Selecting columns based on user input?

  • I am not sure how to describe this and I'm sorry if the subject isn't very clear.

    Here is what I want to do: I have to generate reports for my employer and sometimes he wants to see things at varying degrees of detail. For example:

    (The example will have a Table called "Cars" with columns "Yr", "Make", "Model", and "Price")

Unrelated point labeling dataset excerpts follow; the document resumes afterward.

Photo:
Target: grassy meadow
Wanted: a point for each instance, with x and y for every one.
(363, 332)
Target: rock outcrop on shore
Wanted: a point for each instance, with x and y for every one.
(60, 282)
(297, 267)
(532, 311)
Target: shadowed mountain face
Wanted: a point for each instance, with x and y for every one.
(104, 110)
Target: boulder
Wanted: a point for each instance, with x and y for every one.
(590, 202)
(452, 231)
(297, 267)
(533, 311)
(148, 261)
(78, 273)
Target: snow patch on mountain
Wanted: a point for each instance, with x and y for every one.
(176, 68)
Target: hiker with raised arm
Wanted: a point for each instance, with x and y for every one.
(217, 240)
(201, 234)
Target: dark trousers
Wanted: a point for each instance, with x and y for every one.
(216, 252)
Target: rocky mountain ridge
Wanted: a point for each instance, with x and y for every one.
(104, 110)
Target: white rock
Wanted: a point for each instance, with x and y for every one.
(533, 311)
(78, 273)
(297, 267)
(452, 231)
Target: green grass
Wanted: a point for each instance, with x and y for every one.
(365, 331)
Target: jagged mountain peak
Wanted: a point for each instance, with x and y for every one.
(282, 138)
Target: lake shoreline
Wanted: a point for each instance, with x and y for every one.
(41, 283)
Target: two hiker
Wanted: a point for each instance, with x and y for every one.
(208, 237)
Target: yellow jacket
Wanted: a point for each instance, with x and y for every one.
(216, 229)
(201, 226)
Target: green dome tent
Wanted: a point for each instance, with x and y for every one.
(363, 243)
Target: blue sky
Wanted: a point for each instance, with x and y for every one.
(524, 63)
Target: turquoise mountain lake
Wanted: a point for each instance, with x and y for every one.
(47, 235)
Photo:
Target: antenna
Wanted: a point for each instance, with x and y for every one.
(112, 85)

    Sometimes I need to know, say...the average price of all cars for a year (this query):

    SELECT Yr, AVG(Price)

    FROM Cars

    GROUP BY Yr

    And Sometimes I need the average price for all cars of a year and make (this query):

    SELECT Yr, Make, AVG(Price)

    FROM Cars

    GROUP BY Yr, Make

    Is there any way using just SQL to write a query that could handle both cases? I am integrating this within a .NET application so of course I could always build up the query string in my C# file depending on the requirements, but that feels so messy and is a real pain to debug, especially when you start adding rollups and whatnot. Also it seems that doing as much in SQL and as little in .NET is always best for performance.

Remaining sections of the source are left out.